I recommend reading Arrays and Pointers for answering your second question. The pointers have the same "value", but point to different amounts of space. Try printing zippo+1 and *zippo+1 to see that more clearly:
#include <stdio.h>
int main(void)
{
int zippo[4][2] = { {2,4}, {6,8}, {1,3}, {5,7} };
printf("%lu\n", (unsigned long) (sizeof zippo));
printf("%p\n", (void *)(zippo+1));
printf("%p\n", (void *)(*zippo+1));
return 0;
}
For my run, it prints:
32
0xbffede7c
0xbffede78
Telling me that sizeof(int) on my machine is 4, and that the second and the third pointers are not equal in value (as expected).
Also, "%p" format specifier needs void * in *printf() functions, so you should cast your pointers to void * in your printf() calls (printf() is a variadic function, so the compiler can't do the automatic conversion for you here).
Edit: When I say an array "decays" to a pointer, I mean that the name of an array in value context is equivalent to a pointer.
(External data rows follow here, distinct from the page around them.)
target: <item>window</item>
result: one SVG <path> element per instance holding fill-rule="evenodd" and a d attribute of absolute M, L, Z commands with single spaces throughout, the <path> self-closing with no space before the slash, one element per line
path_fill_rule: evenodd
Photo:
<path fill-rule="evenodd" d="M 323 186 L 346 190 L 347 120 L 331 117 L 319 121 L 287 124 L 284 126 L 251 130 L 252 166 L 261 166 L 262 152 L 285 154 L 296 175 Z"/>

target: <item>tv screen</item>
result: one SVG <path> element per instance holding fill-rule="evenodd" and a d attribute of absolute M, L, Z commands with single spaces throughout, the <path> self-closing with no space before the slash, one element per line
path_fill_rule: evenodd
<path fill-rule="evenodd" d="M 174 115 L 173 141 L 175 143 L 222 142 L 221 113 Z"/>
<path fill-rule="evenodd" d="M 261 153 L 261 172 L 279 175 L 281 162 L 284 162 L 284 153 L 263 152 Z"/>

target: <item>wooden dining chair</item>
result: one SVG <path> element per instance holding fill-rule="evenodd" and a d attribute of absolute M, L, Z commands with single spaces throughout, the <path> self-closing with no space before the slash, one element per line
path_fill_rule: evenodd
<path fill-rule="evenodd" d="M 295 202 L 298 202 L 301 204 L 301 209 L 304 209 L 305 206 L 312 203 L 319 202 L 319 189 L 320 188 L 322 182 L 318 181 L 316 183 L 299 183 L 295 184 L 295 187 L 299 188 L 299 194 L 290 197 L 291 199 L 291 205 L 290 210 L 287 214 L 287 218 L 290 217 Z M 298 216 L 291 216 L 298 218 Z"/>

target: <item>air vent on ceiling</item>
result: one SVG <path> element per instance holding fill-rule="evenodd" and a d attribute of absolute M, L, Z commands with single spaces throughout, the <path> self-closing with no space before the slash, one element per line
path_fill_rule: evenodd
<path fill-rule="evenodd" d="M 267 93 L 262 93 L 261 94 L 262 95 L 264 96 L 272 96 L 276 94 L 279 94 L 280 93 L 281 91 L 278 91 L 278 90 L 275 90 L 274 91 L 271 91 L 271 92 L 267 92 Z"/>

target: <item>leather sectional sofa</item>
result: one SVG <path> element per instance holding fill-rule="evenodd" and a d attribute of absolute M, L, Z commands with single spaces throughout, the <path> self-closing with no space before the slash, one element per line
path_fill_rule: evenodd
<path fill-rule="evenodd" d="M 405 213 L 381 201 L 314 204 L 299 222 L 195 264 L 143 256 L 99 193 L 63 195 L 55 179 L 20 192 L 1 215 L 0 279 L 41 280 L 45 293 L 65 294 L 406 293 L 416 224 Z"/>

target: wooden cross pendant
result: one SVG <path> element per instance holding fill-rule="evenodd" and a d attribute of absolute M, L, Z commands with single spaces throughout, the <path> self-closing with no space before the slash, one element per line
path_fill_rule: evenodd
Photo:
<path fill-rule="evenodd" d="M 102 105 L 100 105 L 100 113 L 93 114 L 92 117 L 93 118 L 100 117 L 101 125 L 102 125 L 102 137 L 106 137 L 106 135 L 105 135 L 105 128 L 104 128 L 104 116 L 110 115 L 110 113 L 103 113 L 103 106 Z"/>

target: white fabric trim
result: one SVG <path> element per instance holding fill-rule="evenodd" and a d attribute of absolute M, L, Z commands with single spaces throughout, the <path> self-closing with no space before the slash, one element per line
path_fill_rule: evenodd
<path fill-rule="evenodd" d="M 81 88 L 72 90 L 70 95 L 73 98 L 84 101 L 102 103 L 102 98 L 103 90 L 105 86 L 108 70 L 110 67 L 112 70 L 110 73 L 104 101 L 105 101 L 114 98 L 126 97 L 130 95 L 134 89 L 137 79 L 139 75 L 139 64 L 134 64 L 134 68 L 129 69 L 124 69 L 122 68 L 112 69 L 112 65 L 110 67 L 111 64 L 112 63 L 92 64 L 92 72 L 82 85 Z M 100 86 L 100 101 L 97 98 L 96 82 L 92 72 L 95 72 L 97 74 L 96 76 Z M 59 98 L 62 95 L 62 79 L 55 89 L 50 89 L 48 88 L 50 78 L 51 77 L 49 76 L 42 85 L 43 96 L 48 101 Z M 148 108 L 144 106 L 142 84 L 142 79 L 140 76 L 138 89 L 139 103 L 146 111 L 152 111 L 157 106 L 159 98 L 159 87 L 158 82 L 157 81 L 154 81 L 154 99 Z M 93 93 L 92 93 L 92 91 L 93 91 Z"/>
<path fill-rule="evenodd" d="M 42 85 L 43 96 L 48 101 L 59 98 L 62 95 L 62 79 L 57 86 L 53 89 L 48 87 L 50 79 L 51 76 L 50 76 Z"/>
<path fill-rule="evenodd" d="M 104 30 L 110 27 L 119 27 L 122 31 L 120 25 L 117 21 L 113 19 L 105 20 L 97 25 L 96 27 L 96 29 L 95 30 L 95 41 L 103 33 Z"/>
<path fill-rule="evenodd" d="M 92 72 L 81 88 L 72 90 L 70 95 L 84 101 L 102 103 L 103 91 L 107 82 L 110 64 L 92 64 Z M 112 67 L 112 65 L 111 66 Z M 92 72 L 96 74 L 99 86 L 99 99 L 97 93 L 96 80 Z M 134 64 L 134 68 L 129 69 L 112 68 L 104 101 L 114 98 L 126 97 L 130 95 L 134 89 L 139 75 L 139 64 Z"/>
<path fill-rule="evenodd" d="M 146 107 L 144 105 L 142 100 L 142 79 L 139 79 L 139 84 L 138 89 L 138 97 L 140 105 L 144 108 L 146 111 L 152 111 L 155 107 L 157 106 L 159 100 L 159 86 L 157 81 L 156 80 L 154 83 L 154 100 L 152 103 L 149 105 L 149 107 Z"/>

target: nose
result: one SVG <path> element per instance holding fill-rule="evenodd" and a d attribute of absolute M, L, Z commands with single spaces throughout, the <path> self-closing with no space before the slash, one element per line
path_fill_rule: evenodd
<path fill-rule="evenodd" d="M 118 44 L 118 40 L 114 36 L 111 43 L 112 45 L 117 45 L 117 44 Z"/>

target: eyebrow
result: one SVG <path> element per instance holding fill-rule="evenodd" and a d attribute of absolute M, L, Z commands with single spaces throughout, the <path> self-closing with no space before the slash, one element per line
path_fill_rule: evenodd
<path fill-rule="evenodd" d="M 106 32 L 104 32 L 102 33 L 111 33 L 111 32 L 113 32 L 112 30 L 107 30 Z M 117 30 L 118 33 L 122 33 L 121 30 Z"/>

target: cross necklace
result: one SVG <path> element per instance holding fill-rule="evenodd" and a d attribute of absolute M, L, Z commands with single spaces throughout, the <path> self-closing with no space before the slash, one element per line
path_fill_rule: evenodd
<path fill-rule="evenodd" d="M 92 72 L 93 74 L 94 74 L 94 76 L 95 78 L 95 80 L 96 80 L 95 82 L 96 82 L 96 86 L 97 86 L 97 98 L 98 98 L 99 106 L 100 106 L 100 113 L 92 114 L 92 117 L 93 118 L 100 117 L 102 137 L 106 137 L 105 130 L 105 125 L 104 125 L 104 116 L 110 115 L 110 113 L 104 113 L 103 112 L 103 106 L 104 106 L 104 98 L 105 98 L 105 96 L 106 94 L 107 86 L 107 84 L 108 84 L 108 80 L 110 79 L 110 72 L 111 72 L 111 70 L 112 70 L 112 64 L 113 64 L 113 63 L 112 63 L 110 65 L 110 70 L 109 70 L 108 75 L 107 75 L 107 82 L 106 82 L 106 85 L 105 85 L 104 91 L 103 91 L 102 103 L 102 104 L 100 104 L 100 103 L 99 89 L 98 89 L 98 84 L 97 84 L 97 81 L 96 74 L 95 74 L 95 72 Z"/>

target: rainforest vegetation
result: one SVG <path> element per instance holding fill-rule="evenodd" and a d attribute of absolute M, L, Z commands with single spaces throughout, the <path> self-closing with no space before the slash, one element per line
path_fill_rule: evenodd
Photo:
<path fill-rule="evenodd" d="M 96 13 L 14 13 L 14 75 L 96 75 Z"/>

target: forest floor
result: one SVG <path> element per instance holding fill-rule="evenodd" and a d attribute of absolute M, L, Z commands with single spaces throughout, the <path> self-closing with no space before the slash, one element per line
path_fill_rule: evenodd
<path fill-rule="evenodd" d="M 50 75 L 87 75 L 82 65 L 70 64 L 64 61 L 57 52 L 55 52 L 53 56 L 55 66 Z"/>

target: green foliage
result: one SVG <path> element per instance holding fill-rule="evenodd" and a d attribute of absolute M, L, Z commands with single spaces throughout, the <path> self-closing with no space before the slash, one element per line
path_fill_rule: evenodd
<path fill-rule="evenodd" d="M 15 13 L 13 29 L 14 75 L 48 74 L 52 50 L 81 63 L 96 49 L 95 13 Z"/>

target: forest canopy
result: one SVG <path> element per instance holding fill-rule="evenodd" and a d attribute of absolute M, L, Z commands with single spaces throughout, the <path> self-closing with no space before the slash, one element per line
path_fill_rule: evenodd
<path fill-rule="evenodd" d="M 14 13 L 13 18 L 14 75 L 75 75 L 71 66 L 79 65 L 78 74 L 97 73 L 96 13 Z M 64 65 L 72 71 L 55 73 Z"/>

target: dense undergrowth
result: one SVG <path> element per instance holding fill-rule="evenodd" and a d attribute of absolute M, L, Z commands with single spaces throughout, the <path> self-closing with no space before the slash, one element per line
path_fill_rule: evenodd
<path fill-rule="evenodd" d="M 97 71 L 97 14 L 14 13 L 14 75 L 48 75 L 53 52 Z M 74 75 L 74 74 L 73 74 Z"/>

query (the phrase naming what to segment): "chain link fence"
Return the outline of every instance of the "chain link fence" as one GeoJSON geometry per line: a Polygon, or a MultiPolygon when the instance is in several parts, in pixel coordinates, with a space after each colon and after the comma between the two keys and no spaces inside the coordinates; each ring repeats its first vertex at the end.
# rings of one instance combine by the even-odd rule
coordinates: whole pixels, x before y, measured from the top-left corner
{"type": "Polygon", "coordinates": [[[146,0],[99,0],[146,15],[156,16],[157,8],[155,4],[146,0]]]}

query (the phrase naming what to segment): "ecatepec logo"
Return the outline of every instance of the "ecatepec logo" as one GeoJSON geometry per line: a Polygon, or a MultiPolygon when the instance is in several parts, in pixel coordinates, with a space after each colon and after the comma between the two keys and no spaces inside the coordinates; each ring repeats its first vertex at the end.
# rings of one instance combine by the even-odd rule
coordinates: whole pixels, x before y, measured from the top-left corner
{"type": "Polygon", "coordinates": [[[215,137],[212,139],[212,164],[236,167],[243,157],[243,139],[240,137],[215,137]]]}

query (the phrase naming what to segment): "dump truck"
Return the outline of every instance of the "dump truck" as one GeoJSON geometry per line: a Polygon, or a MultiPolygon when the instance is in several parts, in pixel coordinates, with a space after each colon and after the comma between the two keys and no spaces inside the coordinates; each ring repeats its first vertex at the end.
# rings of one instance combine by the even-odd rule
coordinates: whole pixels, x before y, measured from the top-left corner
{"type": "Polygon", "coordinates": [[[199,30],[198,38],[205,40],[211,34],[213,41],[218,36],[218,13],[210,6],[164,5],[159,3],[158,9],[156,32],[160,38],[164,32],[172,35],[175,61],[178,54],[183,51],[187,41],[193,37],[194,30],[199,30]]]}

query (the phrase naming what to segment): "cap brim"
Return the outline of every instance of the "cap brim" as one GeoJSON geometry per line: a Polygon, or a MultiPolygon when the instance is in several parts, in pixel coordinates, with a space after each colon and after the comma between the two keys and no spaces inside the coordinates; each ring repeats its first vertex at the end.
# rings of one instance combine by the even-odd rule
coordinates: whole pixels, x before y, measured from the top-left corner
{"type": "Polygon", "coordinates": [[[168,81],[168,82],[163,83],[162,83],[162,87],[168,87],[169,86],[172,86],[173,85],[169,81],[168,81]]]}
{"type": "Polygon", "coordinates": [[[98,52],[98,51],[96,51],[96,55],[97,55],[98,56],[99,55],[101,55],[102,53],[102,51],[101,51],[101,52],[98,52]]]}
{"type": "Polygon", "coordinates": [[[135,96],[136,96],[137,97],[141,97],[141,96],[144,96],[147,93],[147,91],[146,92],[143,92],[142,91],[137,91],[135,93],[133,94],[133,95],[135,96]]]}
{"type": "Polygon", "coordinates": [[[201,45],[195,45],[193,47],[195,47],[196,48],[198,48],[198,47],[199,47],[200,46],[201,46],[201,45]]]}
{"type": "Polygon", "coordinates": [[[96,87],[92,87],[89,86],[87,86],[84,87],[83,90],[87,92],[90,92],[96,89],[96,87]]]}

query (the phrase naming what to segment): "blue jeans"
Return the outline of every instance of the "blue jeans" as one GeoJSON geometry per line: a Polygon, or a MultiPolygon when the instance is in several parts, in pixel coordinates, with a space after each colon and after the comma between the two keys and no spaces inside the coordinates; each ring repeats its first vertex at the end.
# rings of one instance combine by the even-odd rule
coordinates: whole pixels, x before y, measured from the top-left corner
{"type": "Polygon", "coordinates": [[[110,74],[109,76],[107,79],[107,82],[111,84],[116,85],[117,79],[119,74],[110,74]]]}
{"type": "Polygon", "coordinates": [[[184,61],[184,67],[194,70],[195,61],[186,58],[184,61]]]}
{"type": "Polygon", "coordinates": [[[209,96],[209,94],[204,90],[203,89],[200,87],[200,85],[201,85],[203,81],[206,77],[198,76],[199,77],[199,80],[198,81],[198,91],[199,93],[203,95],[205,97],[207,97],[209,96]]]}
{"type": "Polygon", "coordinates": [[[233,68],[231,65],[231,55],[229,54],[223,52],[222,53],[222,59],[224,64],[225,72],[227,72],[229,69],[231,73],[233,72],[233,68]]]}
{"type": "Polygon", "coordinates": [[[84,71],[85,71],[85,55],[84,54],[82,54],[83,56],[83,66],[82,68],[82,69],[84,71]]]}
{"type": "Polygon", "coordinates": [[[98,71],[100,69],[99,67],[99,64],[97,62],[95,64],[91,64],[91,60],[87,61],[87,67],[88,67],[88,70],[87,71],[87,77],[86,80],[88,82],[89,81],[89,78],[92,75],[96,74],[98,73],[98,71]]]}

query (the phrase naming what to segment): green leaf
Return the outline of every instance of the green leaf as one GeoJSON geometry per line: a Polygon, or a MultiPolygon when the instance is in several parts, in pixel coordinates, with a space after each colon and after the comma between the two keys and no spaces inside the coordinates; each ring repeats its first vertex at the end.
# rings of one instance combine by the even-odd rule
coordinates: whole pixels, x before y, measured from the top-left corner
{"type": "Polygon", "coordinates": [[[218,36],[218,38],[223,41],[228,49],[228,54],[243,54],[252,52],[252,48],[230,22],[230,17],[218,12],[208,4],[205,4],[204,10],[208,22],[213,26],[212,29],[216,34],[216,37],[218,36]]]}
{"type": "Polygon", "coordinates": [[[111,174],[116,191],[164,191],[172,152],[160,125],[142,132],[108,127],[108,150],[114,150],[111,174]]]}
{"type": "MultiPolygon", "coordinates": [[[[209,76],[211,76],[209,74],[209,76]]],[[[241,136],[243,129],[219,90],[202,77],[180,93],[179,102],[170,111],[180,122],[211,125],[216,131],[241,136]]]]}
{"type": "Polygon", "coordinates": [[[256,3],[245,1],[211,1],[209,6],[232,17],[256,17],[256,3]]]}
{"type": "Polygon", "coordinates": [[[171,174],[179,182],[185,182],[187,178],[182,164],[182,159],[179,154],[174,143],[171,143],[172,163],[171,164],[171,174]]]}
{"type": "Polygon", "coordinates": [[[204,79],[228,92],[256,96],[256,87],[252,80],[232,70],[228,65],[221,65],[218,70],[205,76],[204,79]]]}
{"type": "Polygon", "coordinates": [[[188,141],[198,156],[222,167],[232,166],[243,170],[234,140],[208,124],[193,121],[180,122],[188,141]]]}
Thus, if I have T pt[100]; for some type T, then the name pt is of type T * in value contexts. For sizeof and unary & operators, the name pt doesn't reduce to a pointer. But you can do T *p = pt;—this is perfectly valid because in this context, pt is of type T *.
Note that this "decaying" happens only once. So, let's say we have:
int zippo[4][2] = { {2,4}, {6,8}, {1,3}, {5,7} };
Then, zippo in value context decays to a pointer of type: pointer to array[2] of int. In code:
int (*p1)[2] = zippo;
is valid, whereas
int **p2 = zippo;
will trigger an "incompatible pointer assignment" warning.
With zippo defined as above,
int (*p0)[4][2] = &zippo;
int (*p1)[2] = zippo;
int *p2 = zippo[0];
are all valid. They should print the same value when printed using printf("%p\n", (void *)name);, but the pointers are different in that they point to the whole matrix, a row, and a single integer respectively.

The important thing here is that int zippy[4][2] is not the same type of object as int **zippo.
Just like int zippi[5], zippy is the address of a block of memory. But the compiler knows that you want to address the eight memory location starting at zippy with a two dimensional syntax, but want to address the five memory location starting at zippi with a one dimensional syntax.
zippo is a different thing entirely. It holds the address of a a block of memory big enough to contain two pointer, and if you make them point at some arrays of integers, you can dereference them with the two dimensional array access syntax.

Very well explained by Reed, I shall add few more points to make it simpler, when we refer to zippo or zippo[0] or zippo[0][0], we are still referring to the same base address of the array zippo. The reason being arrays are always contiguous block of memory and multidimensional arrays are multiple single dimension arrays continuously placed.
When you have to increment by each row, you need a pointer int *p = &zippo[0][0], and doing p++ increments the pointer by every row.
In your example id its a 4 X 2 array, on doing p++ its, pointer currently points to second set of 4 elements.